No picadeiro da Lava Jato, somos todos palhaços.

2,5
Não se pode dizer que falte ambição a Marcelo Antunez, o diretor desse Polícia Federal: A Lei é Para Todos - Os Bastidores da Operação Lava Jato (ufa!), pela ascensão que imaginou pra si em meio a sua carreira despretensiosa, mas talvez uma das coisas mais curiosas a se observar em 2017 tenha sido o combo que o une a Rodrigo Bittencourt, e seus respectivos projetos. Diretores de comédias sem quaisquer predicados, ambos tiveram a dose certa de coragem, elevada auto estima e cara de pau para sair de suas zonas de conforto e dirigir dois retratos da história recente do país. Em ambos os casos, dado o retrospecto de seus autores e considerando as arriscadas abordagens de seus temas, as chances de dar errado eram grandes; em ambos os casos deu. Mas a verdade é que talvez o pé no chão de Antunez o tenha livrado de uma vergonha maior; ok, ainda é bem vergonhoso, mas minimamente consciente ele parece ter sido. E no fim das contas se a polarização política atual do país o faz ainda mais irresponsável, é verdade que também não é necessário entrar nesse caráter para percebermos a mediocridade. 

Marcelo Antunez ainda não tinha assinado um longa que seja sozinho, e todos os três anteriores tinham o mesmo nome ao seu lado, o Midas brasileiro Roberto Santucci. E foi assim que as 'gemas' Até que a Sorte nos Separe 3, Qualquer Gato Vira-Lata 2 e Um Suburbano Sortudo viram a luz do dia, e com os três Antunez encheu os bolsos. Provavelmente um diretor contratado aqui, nosso herói chegou à cadeira de diretor finalmente sozinho e almejando possivelmente um lugar de destaque como diretor desse misto de thriller investigativo e biografia histórica, jogando os dois gêneros num mar de lugares comuns e clichês, que ao menos é tratado com pouca firula modernos e uma pegada mais direta. Se em sua primeira hora ao menos não temos vontade de xingá-lo, com seu trabalho burocrático porém correto, não é feito nada além do que já vimos tantas vezes em qualquer cinema, ainda que o roteiro desde o início dê defeito. 

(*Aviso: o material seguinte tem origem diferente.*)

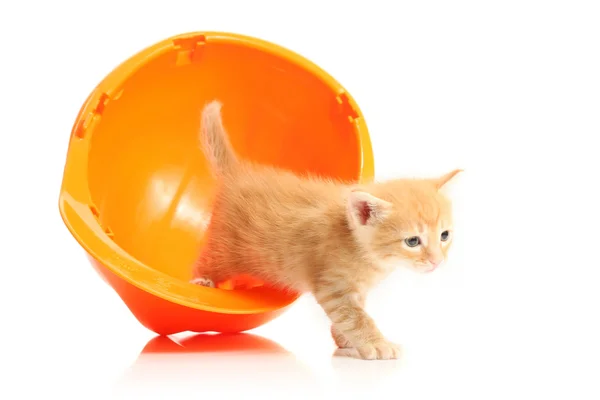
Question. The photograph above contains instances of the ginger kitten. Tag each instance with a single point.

De montagem até interessante, o filme abre e caminha bem por uns 40/50 minutos, quando acompanhamos toda a sequência que precede o momento da fuga de Alberto Yussef. Então voltamos um pouco no tempo, para entender como todos aqueles personagens foram parar ali, aquela equipe tarefa da polícia federal que se une pra fazer uma faxina nos arquivos da unidade central do país. Todos as quatro figuras centrais (os delegados vividos por Bruce Gomlevsky, Flávia Alessandra, João Baldasserini e o líder do grupo, vivido por Antônio Calloni) se conheciam de outros carnavais e só aceitam os novos cargos por saberem trabalhar juntos. E no meio da faxina da qual o personagem de Gomlevsky se encarrega, um esquema entre doleiros vem à tona e com o rastilho de pólvora achado, eles vão cavando cada vez mais até dar onde deu. Como já dito, há ritmo, há cenas de perseguição até interessantes e bem realizadinhas, e há um esforço do elenco em tentar deixar tudo crível.

O filme não tenta esconder de onde vem sua principal inspiração, o vencedor do Oscar 'Spotlight', sobre o grupo de jornalistas investigativos que levantaram um esquema de pedofilia encoberta pela Igreja Católica. Só que os roteiristas Thomas Stavros e Gustavo Lipztein não são Tom McCarthy e Josh Singer, logo não há qualquer resquício de humanidade ou tentativa de uma leitura mais profunda daqueles personagens, todos unidimensionais e rasos, tratados como super herois ou caricatos vilões. Vejam a figura de Sérgio Moro, reduzida no filme a um homem que olha preocupado para o horizonte por 5 segundos a cada decisão que precisa ser tomada, enquanto desempenha com categoria suas funções de marido e pai. Ou o delegado vivido por Calloni, claramente um decalque do personagem de Michael Keaton no longa americano, mas que não tem qualquer conflito ou verve diferenciada. Ainda assim é uma dádiva ter um ator imenso como ele dando um resquício de brilho ao todo.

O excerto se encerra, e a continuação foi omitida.